21 Pa. 23 | Pa. | 1852
The opinion of the Court was delivered, by
— In this case it is asserted in the writ of mandamus, that the relator demanded of the respondent’s agent on the Columbia Railroad, that two cars offered by him and filled with passengers should be attached to the motive power of the Commonwealth, which was refused. In the answer it is alleged as to one of the cars so offered, that it had been previously condemned by the inspector of cars as unfit for service, and according to a rule established by the board of Canal Commissioners, it was not entitled to be replaced on the road until it was again submitted to inspection, and approved by the proper officer; and this it is said was never done. The demurrer admits the answer to be true in point of fact. The refusal to attach a car condemned, according to a rule which no one denies, to be wise and just or made by legal authority, is not a wrong.
The writ avers that the other car was owned by David Miller & Company, of which firm the relator was one, but it does not say who were the other partners. The answer asserts that the Pennsylvania Railroad Company, or some of its officers in trust for it, was the principal owner of the last-mentioned car. If this must be taken for true, it puts an end to the case. The Railroad Company cannot run cars on the state road in partnership with another person, any more than it can do so on its own account without a partner. But a demurrer only admits such facts as are well pleaded, and it is argued that the partnership of the Pennsylvania Railroad Company with David Miller, is not to be taken as true, because the respondents have not alleged it positively but only according to the best of their knowledge and belief. Let the correctness of this argument be conceded, doubtful though it be. We must look at the whole record, and give such judgment as the very right of the cause demands; and since the relator has not chosen to say who his partners were, he cannot have any advantage from the defective manner in which the respondents’ allegation on that point is set out. The familiar rule which requires judgment to be given against the party who has committed the first error, is decisive, This is not merely technical, but a substantial and just objection to the relator’s demand. If a peremptory mandamus were awarded to attach the oars of the relator and his unknown partners, it might have the effect of placing persons on the state road who are excluded from the use of it by the laws of the Commonwealth, or by a regulation of the Canal Commissioners,
Though it is not necessary to give any opinion on the other questions raised and argued by counsel, we will not close without briefly stating our impression upon some of them.
The state is the absolute owner of the public works, and may use them as she pleases for her own profit and advantage, disregarding all considerations arising out of the interests of individuals.
By the organic structure of the government, the power of determining how these works shall be used, is primarily vested in the legislature. That department may exercise the power itself, or delegate it to other agents.

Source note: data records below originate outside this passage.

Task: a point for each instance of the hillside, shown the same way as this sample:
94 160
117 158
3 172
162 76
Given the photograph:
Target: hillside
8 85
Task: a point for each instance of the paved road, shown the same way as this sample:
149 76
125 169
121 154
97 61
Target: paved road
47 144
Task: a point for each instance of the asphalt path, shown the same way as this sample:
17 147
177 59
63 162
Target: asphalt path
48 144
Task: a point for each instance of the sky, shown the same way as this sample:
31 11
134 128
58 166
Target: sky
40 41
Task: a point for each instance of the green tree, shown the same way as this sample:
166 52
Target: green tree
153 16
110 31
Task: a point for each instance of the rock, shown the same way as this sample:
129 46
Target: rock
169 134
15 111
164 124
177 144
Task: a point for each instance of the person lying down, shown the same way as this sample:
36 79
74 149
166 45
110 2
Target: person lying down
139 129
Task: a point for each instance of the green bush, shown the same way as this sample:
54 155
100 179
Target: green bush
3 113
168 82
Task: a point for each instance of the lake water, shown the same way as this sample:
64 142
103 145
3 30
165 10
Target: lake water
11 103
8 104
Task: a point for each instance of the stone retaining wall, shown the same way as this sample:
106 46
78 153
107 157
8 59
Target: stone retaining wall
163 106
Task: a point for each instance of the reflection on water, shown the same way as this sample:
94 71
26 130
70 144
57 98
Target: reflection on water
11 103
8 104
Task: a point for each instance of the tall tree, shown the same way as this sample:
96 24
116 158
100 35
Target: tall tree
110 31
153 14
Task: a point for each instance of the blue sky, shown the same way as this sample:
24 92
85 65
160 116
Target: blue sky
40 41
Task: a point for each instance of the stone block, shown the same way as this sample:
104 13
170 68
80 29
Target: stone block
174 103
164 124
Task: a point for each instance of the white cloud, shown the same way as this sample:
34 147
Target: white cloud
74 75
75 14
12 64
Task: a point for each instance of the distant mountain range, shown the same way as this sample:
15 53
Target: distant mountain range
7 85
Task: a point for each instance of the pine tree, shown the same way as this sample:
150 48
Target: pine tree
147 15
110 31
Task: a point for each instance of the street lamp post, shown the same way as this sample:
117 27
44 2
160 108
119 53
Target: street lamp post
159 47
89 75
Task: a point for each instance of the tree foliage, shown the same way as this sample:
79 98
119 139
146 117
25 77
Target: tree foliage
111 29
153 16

It has been delegated to the Canal Commissioners. On them the legislature has devolved the duty of exercising the proprietary and in some degree the sovereign rights of the state. By the Act of 16th April, 1838, they are authorized to make such rules and regulations not inconsistent with the laws of the Commonwealth, as they may deem reasonable in all matters connected with the use and preservation of the railroads. This commits to them the management of the railroads, with authority to do whatever is not forbidden. When the law is silent, their discretion comes in place of law.
But the rules and regulations made by the Canal Commissioners must not be inconsistent with law. A regulation which denies to individuals the right of attaching cars to-the Commonwealth’s locomotives, is inconsistent with the Act of 16th April, 1834, by which it is provided that individuals shall have that right.
The most doubtful question is whether we have the power to control the respondents in the execution of their duty. Certainly we cannot transform ourselves into a board of canal commissioners, and prescribe how the railroads shall be managed, or on what terms individuals shall be permitted to use them, and a general order that certain persons shall have their cars attached agreeably to the rules and regulations of the Canal Commissioners, would be mere brutum fulmen, which a new regulation could set at nought the next day. For an abuse of their power (says Chief Justice Gibson in Leech v. The Canal Commissioners), they are not answerable to this Court. “ The only possible restraint,” says Mr. Justice Lowrie in Downing v. McFadden, “ on official discretion consistent with its exercise, is that of responsibility for misdemeanor in office, and the liability to action if the discretion be maliciously exercised.” But there are arguments on the other side, and while we adhere to the whole doctrine of the two cases cited, it cannot be safely asserted that either of them fully covers this point. It is better, therefore, to leave it open until an occasion arises necessarily calling for the decision of it.
Our judgment against the relator is based on the fact that the car he offered was a condemned one, excluded from the road by a rule which the respondents had a right to make. In two weeks more the legislature will be in session, and they have the unquestionable power, if they see fit, to put him and the Pennsylvania Railroad Company both on the state road, with condemned cars as well as sound ones, and to abrogate the contract complained of or affirm it according to their own sense of justice and policy, and no judgment of ours could take this authority from them.
Judgment for the respondents that the peremptory mandamus be refused, and that respondents have their costs.